Alan Sepinwall of Uproxx wrote, "The arc of season three began with equal parts envy and mistaken identity, as Ray's desire to have a life more like his brother's leads to the murder of Ennis Stussy. 'The Principle of Restricted Choice' offers Ray an unexpected opportunity to quash this feud before even more people die — through his actions, anyway; Emmit and Sy get their lawyer Irv killed by asking him to investigate Varga — when he and Emmit realize they’d both be happier making peace and acting like brothers again." Ben Travers of IndieWire gave the episode a "B+" grade and wrote, "The driving conflict of Fargo often boils down to forceful determination and unflinching manners... It's enough to drive the more pushy among us mad, as we sit back and watch good people get taken advantage of, again and again."

Kevin P. Sullivan of Entertainment Weekly wrote, "In what has become typical Fargo fashion, last week's premiere opened with a curveball and then set the machinations of its larger crime story into motion." Brian Tallerico of Vulture gave the episode a perfect 5 star rating out of 5 and wrote, "The title refers to a theory in Bridge that playing a particular card decreases the probability of a player having any equivalent card. It fits perfectly for this episode as characters like Nikki, Sy, and Vargas are playing cards on their opponents." Nick Harley of Den of Geek wrote, "All it took was one episode, but my knee-jerk reaction to the premiere now feels a little foolish. Not only does Fargo successfully start to flirt with its modern setting in its second hour, it also takes those familiar elements from past seasons and executes them so skillfully that they feel more like a revamped cover of a favorite song more than a tired retread. That's not to say that the show cannot slip back into being formulaic and merely passable, but it certainly feels like this could be going somewhere good."
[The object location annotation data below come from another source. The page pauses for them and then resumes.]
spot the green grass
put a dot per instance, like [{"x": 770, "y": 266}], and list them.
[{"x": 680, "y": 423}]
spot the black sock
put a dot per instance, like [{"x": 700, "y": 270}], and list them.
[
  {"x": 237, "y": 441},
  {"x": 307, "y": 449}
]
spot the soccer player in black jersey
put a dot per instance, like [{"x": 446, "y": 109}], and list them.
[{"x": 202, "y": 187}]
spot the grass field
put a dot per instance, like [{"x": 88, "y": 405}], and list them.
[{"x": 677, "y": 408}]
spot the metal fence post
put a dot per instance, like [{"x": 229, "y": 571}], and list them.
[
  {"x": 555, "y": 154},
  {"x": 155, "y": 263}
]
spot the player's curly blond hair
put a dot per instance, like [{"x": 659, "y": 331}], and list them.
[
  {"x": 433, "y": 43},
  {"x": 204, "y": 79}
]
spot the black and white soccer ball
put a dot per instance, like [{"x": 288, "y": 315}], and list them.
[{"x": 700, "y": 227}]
Scott Tobias of The New York Times wrote, "Ewan McGregor's dual role has been getting most of the attention so far, but Mary-Elizabeth Winstead's work as Nikki has been the bigger standout." Caralynn Lippo of TV Fanatic gave the episode a 4.5 star rating out of 5 and wrote, "Unfathomable pinheadery is a great way to sum up this season so far. And I say that in the best, most loving way." Kyle Fowle of Paste gave the episode a 8.2 rating out of 10 and wrote, "Most excitingly, this episode sets up the war brewing between Emmit and Sy vs. Ray and Nikki. Things are moving faster and faster in this slow Midwestern town. There is bound to be much more pinheadery in future episodes."

===Accolades===
TVLine named Michael Stuhlbarg as an honorable mention as the "Performer of the Week" for the week of April 29, 2017, for his performance in the episode. The site wrote, "Every business tycoon could use a levelheaded number-cruncher like Fargos Sy Feltz, played by Boardwalk Empire standout Michael Stuhlbarg. With a closely trimmed crewcut and mustache, Sy is the epitome of quiet Midwestern efficiency, but this week, Stuhlbarg let us see how nasty Sy can get when things don't go according to plan. He was hilariously frazzled as V.M. Varga barged into Emmit's office, and delivered the episode's biggest laugh when Sy speculated on what Varga might be concealing in the back of his big rig: 'Slave girls?' Plus, he allowed Sy's pent-up rage to boil over when the money man gleefully smashed into Ray's Corvette (twice) with his white Hummer. Other cast members might have flashier roles, but two episodes in, Stuhlbarg might just be Season 3's stealth MVP."